Kingfish are a member of the Pelagic family and unlike most of our inshore species, they are constantly moving. They are attracted to structure and are a sure bet to be around the scene of any feeding frenzy, particularly large bait schools. A good sign for locating Kingfish is finding their cousin, Spanish Mackerel. This holds true especially inside the bay.
Once you have located an area to target, set out a few rigs and begin to work the area. As mentioned above, live baits are normally the bait of choice, but large spoons, feathers, skirts, and even lipped plugs will get the job done. While trolling, I like to start outside the target area or structure and work the area in a “zig-zag” pattern until we find the bite. Always keep an eye out for activity on the surface. Whether it be birds or fish, sometimes that is the difference maker.
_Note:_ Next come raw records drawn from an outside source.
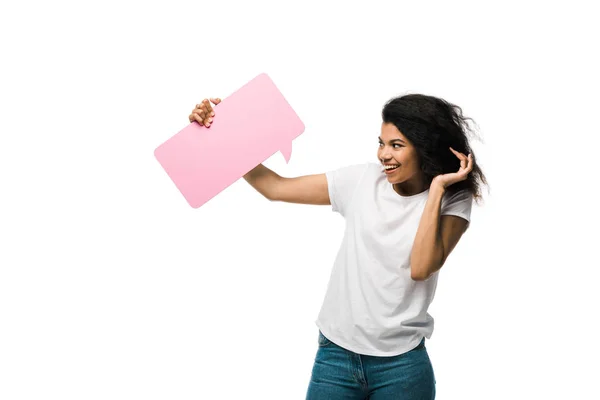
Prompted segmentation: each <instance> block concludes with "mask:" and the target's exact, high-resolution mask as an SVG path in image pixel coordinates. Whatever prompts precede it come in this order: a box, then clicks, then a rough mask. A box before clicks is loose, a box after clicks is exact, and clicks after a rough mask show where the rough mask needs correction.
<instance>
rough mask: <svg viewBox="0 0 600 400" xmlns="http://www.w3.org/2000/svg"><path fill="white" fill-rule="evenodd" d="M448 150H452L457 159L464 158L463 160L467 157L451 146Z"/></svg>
mask: <svg viewBox="0 0 600 400" xmlns="http://www.w3.org/2000/svg"><path fill="white" fill-rule="evenodd" d="M450 151H452V153H454V155H455V156H456V157H458V158H459V159H461V160H462V159H465V160H466V159H467V157H466V156H465V155H464V154H463V153H461V152H458V151H456V150H454V149H453V148H452V147H450Z"/></svg>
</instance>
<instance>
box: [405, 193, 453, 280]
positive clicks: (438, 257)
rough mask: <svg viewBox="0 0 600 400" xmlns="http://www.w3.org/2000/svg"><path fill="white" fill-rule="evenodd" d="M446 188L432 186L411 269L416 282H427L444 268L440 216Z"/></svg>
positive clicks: (422, 218) (420, 225) (412, 275)
mask: <svg viewBox="0 0 600 400" xmlns="http://www.w3.org/2000/svg"><path fill="white" fill-rule="evenodd" d="M444 191H445V190H444V188H442V187H440V186H437V185H432V186H431V188H430V191H429V197H428V199H427V203H426V204H425V209H424V210H423V215H422V216H421V220H420V222H419V227H418V229H417V234H416V236H415V240H414V243H413V247H412V251H411V257H410V269H411V277H412V278H413V279H414V280H425V279H427V278H429V276H430V275H431V274H432V273H434V272H435V271H437V270H439V269H440V268H441V266H442V263H443V259H444V244H443V241H442V236H441V230H440V214H441V205H442V197H443V196H444Z"/></svg>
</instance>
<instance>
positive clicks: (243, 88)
mask: <svg viewBox="0 0 600 400" xmlns="http://www.w3.org/2000/svg"><path fill="white" fill-rule="evenodd" d="M213 107H214V110H215V116H214V118H213V122H212V124H211V126H210V128H206V127H205V126H203V125H200V124H199V123H197V122H193V123H191V124H190V125H188V126H187V127H185V128H183V129H182V130H181V131H179V132H178V133H176V134H175V135H174V136H172V137H171V138H170V139H168V140H167V141H166V142H164V143H163V144H161V145H160V146H158V147H157V148H156V150H154V156H155V157H156V159H157V160H158V162H159V163H160V165H161V166H162V167H163V169H164V170H165V171H166V173H167V175H168V176H169V177H170V178H171V180H172V181H173V183H174V184H175V186H176V187H177V188H178V189H179V191H180V192H181V194H182V195H183V197H184V198H185V199H186V201H187V202H188V204H189V205H190V206H191V207H193V208H198V207H200V206H202V205H203V204H205V203H206V202H207V201H209V200H210V199H212V198H213V197H215V196H216V195H217V194H219V193H220V192H222V191H223V190H224V189H226V188H227V187H228V186H230V185H231V184H232V183H234V182H235V181H237V180H238V179H240V178H241V177H243V176H244V175H245V174H246V173H247V172H248V171H250V170H252V169H253V168H254V167H256V166H257V165H259V164H261V163H262V162H264V161H265V160H266V159H268V158H269V157H271V156H272V155H273V154H275V153H276V152H278V151H281V153H282V154H283V157H284V158H285V161H286V162H288V163H289V161H290V158H291V156H292V140H294V139H295V138H297V137H298V136H300V135H301V134H302V133H303V132H304V123H303V122H302V121H301V120H300V118H299V117H298V115H297V114H296V113H295V112H294V110H293V109H292V107H291V106H290V105H289V103H288V102H287V101H286V100H285V98H284V97H283V95H282V94H281V92H280V91H279V90H278V89H277V87H276V86H275V84H274V83H273V81H272V80H271V78H269V76H268V75H267V74H264V73H263V74H260V75H258V76H257V77H256V78H254V79H252V80H251V81H250V82H248V83H247V84H245V85H244V86H242V87H241V88H240V89H238V90H237V91H236V92H234V93H233V94H232V95H230V96H229V97H227V98H224V99H222V101H221V103H219V104H217V105H216V106H214V105H213Z"/></svg>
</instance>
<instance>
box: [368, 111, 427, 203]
mask: <svg viewBox="0 0 600 400" xmlns="http://www.w3.org/2000/svg"><path fill="white" fill-rule="evenodd" d="M377 159H378V160H379V162H380V163H382V165H383V166H384V167H385V170H384V171H382V173H384V174H385V175H386V176H387V179H388V182H390V183H391V184H394V189H396V191H397V192H398V193H400V194H403V195H413V194H416V193H420V192H422V191H423V190H425V189H426V188H427V187H426V186H425V183H424V181H425V179H424V174H423V172H422V171H421V168H420V166H419V165H420V162H419V156H418V154H417V151H416V149H415V147H414V146H413V145H412V144H411V143H410V142H409V141H408V140H407V139H406V138H405V137H404V135H402V133H400V131H399V130H398V128H396V126H395V125H394V124H390V123H382V124H381V136H380V137H379V149H378V150H377ZM389 166H391V167H389Z"/></svg>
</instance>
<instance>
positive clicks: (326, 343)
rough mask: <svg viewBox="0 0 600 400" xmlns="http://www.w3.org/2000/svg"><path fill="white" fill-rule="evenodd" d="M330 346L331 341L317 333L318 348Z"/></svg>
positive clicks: (321, 333) (323, 336) (328, 339)
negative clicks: (318, 337) (318, 339)
mask: <svg viewBox="0 0 600 400" xmlns="http://www.w3.org/2000/svg"><path fill="white" fill-rule="evenodd" d="M329 344H331V340H329V339H327V338H326V337H325V336H324V335H323V334H322V333H321V331H319V346H320V347H325V346H327V345H329Z"/></svg>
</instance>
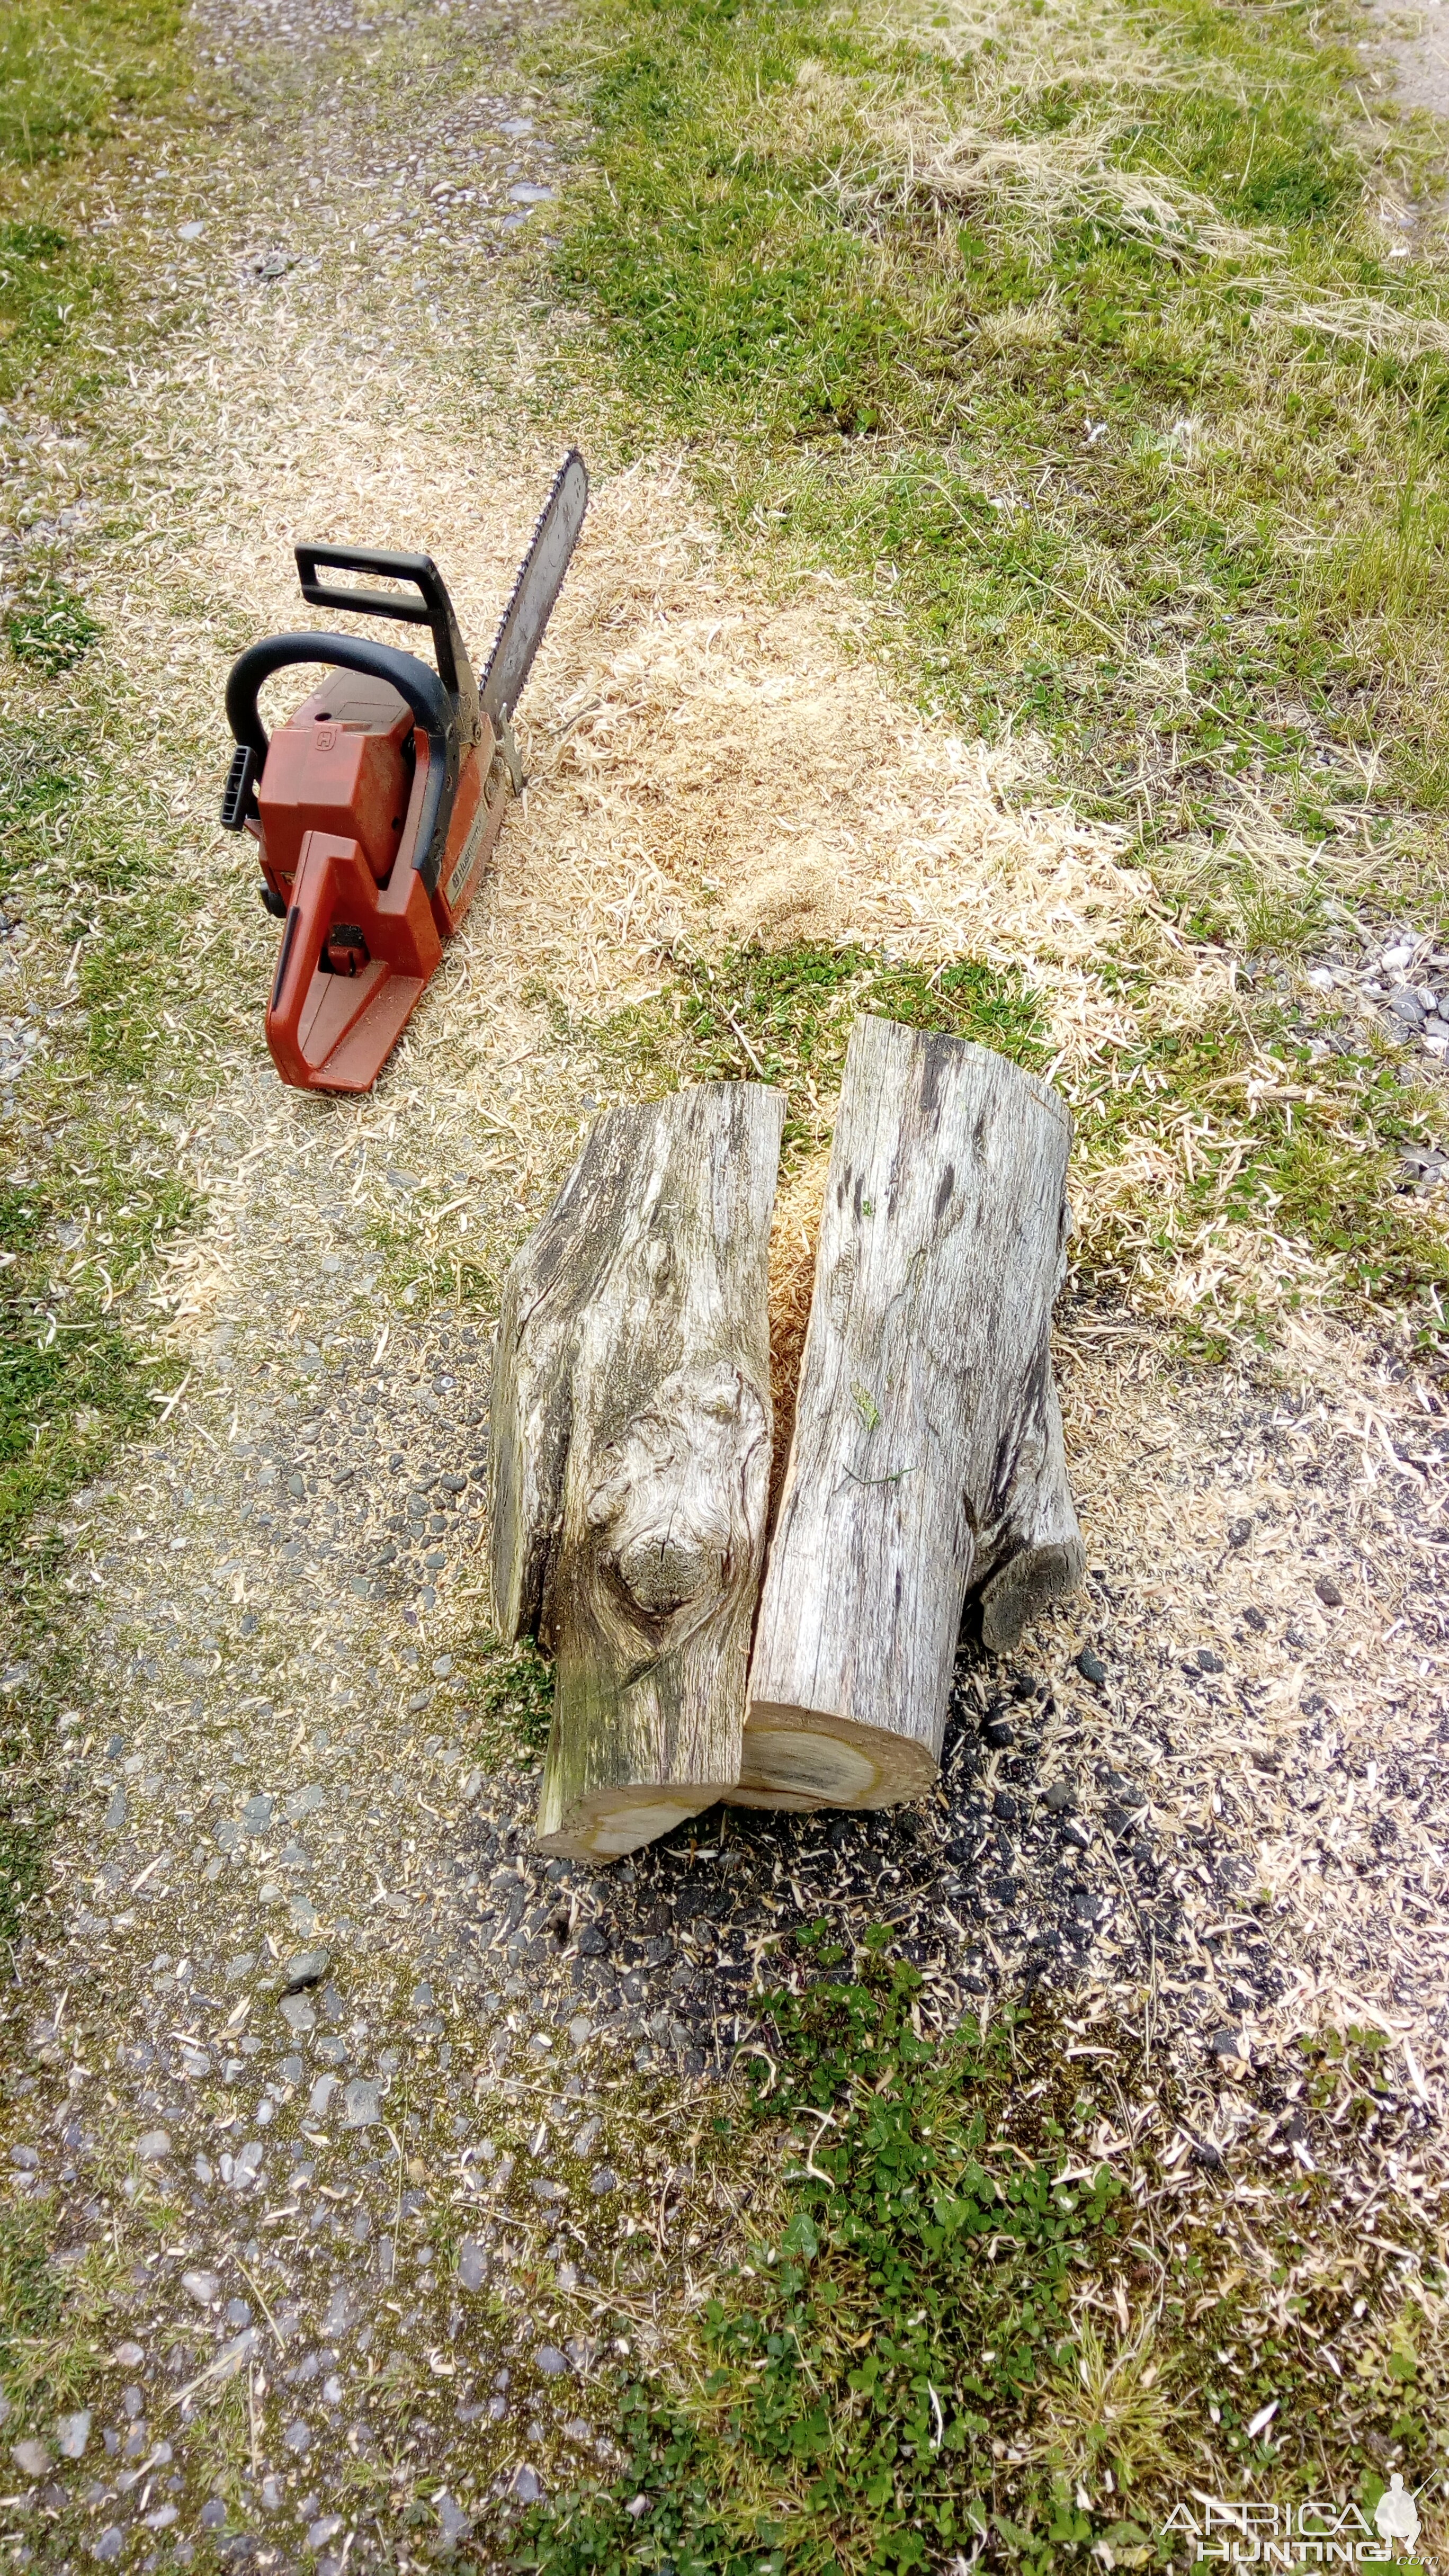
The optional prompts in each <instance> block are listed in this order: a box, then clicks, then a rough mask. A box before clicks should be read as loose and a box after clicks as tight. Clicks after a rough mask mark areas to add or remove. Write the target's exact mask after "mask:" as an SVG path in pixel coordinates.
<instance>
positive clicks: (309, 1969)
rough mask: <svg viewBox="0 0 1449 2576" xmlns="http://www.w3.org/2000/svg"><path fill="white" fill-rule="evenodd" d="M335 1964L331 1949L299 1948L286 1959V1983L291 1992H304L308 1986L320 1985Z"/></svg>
mask: <svg viewBox="0 0 1449 2576" xmlns="http://www.w3.org/2000/svg"><path fill="white" fill-rule="evenodd" d="M330 1965H333V1953H330V1950H299V1953H297V1955H294V1958H289V1960H286V1968H284V1971H281V1973H284V1984H286V1991H289V1994H302V1991H304V1989H307V1986H320V1984H322V1978H325V1976H327V1968H330Z"/></svg>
The Egmont Channel, stretching from the Port of Tampa inside Tampa Bay, all the way out to the Whistler Buoy, is a 20-plus mile artificial reef. The sheer walls of the channel, coupled with the FAD-like chains that secure its marker buoys, are a never-ending bait magnet. And where there is bait, there is kingfish.
This is an interesting area southwest of Pass-A-Grille aptly named for it’s steep drop-offs. Twenty-foot roll-offs are common out here and the bait can get soupy around the structure. This one of those areas that can be fishless one day and turn on overnight and hold big fish for many days. A good area to fish when it gets a little rough.
Between Boca Grande Pass and Anclote Key are countless patches of live bottom in 12 to 25 feet of water. Some of the areas are full of small ledges and breaks while others are as flat as a pancake. Most are interspersed with “kingfish highways” or roll-offs where the sand meets the rock in a defined edge. Slow-trolling big live baits like mullet, ladyfish, mackerel, trout and shad through these areas can be deadly. Anchoring on an edge and chumming can also be productive.
There’s something about a wreck that can attract and hold a large number of big kingfish. Maybe it’s the smorgasbord of forage available (from sardines to snapper) or the simple security of high relief. In any case, the Blackthorn/Sheridan, Tug & Barge, 10 Fathom, Betty Rose, Clearwater Wreck, the Gunsmoke, the Shrimp Barge and the Mexican Pride are all well-known wrecks that have all produced big kings in the past. Slow-trolling over the structure as well as working circles away from the numbers can be deadly. Anchoring up-tide and employing a chum slick can be productive but can bring you un-wanted attention as well.
Fishing a wreck and an artificial reef are about the same. The only difference is that most artificial reefs are scattered over a fairly large area. Knowing where each and every piece of structure is on a given reef can put you in front of kingfish that haven’t been worked by the pack. Spots like the Rube Allyn, the Indian Shores, the Tarpon Springs and all of the M reefs off Sarasota are unique but can be fished in similar styles. Map out the structure and work the water column hard with whatever bait is holding in the area.